Kida Ramadan accroche tellement qu’il est force de proposition et propose de venir avec ses enfants Dunya et Momo, habitués des plateaux de cinéma et des cérémonies clinquantes. Ramadan en parle aussi à son ami Burak Yiğit, lui aussi un habitué des prix et nominations, qui accepte de passer par le film d’Ady en lui disant, « Tu as Kida dans le rôle principal, n’en dis pas plus, si j’ai le temps, je viens tourner dans ton film ». Par un heureux hasard, il se trouve disponible, dans un creux d’une semaine entre deux tournages, « il a pris quelques jours et aujourd’hui on tourne les scènes de son personnage ».

kida Ramadan

Kida est décrit par Ady comme « quelqu’un de tellement généreux, de très simple, qui ne sait pas s’ennuyer, toujours actif, capable de faire trois projets en parallèle et de donner tout autant ». Sa filmographie n’en dément point, Kida Ramadan est en effet partout, et d’ailleurs une coqueluche du petit, comme du grand écran en Allemagne, célèbre notamment pour son rôle d'Ali "Toni" Hamady, chef d’un clan familial arabe, dans la série 4 Blocks de Marvin Kren, Oliver Hirschbiegel et Özgür Yıldırım. Rôle pour lequel il a reçu de nombreux prix dont celui du jury de la presse internationale française en tant que meilleur acteur, au Festival Séries Mania en 2017, et celui de la télévision allemande en tant que meilleur acteur en 2018.

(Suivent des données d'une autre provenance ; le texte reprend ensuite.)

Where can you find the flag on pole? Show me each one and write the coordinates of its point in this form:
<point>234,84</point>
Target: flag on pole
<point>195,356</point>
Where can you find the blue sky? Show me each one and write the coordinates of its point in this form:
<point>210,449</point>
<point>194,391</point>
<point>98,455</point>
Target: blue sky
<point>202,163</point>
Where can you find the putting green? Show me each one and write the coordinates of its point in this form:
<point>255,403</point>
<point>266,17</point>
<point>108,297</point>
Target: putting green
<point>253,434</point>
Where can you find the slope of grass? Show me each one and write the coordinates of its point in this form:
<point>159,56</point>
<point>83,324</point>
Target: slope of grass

Kida Ramadan est un acteur avec lequel El Assal veut tourner depuis longtemps, un acteur qu’il dit admirer énormément, « tu peux le tourner de n’importe quel angle. Il a une présence telle que tu peux le regarder à l’image pendant des heures. Ses expressions faciales, sa démarche, tout fonctionne. Peu d’acteurs ont ce charisme et ce talent ». Ramadan crève l’écran, c’est un fait, qu’il soit le méchant de l’histoire ou le gentil, un projet en sort grandi, « la caméra l’aime beaucoup et de nombreux réalisateurs l’ont saisi ». Dans ce sens, il va sortir une série avec Ricky Gervais, et sa propre série Asbest vient de battre tous les records d’audience en Allemagne, Ramadan est un monstre de l’industrie cinématographique allemande, et c’est palpable.

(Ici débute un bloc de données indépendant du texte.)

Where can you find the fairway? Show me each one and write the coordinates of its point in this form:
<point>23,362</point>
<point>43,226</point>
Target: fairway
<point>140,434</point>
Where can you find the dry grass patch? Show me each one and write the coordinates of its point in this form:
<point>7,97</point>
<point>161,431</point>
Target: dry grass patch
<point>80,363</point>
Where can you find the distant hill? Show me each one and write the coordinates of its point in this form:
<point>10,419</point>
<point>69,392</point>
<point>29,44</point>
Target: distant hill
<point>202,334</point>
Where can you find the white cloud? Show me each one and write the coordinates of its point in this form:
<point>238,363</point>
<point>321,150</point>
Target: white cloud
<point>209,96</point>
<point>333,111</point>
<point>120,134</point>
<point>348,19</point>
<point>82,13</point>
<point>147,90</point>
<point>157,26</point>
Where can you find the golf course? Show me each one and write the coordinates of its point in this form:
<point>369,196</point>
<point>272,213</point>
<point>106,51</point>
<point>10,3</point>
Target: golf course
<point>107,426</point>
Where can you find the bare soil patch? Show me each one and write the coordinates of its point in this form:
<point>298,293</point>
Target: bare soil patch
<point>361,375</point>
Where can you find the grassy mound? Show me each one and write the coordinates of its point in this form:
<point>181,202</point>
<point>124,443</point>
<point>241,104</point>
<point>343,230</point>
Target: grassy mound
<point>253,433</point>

« Quand il est arrivé à Luxembourg-ville, on ne pouvait pas marcher deux mètres. Tout le monde voulait faire un selfie avec lui. Je savais qu’il avait une certaine réputation mais à ce point, j’ai été agréablement surpris ». Aussi, outre le talent indéniable du comédien, Ramadan est aussi un gage pour les financeurs et diffuseurs potentiels. Une chance pour un projet de ce type qui ne tient qu’à un fil budgétairement et vivra uniquement sur base des prestations artistiques et techniques de l’équipe tout entière. C’est ça le Guérilla : un pari, un risque, une folie, et parfois un plantage.

Nedal de Adolf el Assal

BEAUCOUP AVEC RIEN

Des dialogues en impro’, un repérage fuguât qui pousse l’équipe à déménager plusieurs fois, ce projet met à rude épreuve l’équipe, et pourtant, ce jour, il pleut, le froid s’invite jusque dans nos os, mais tous ceux qu’on croise on le sourire aux lèvres, déconnent, proposent un café, un clope, un moment de discussion pour passer le temps entres deux montages de set… En fait, on est clairement en face de passionnés, qui contre vent et marrés sont capable d’y aller, de suivre l’instinct d’un réalisateur quitte à se geler les miches, « à chaque fois qu’on arrive quelque part, on improvise sur place. Certains lieux par exemple ont changé au dernier moment, comme aujourd’hui, on s’est réfugié au Film Land parce que le lieu pressenti à la base ne fonctionnait pas ».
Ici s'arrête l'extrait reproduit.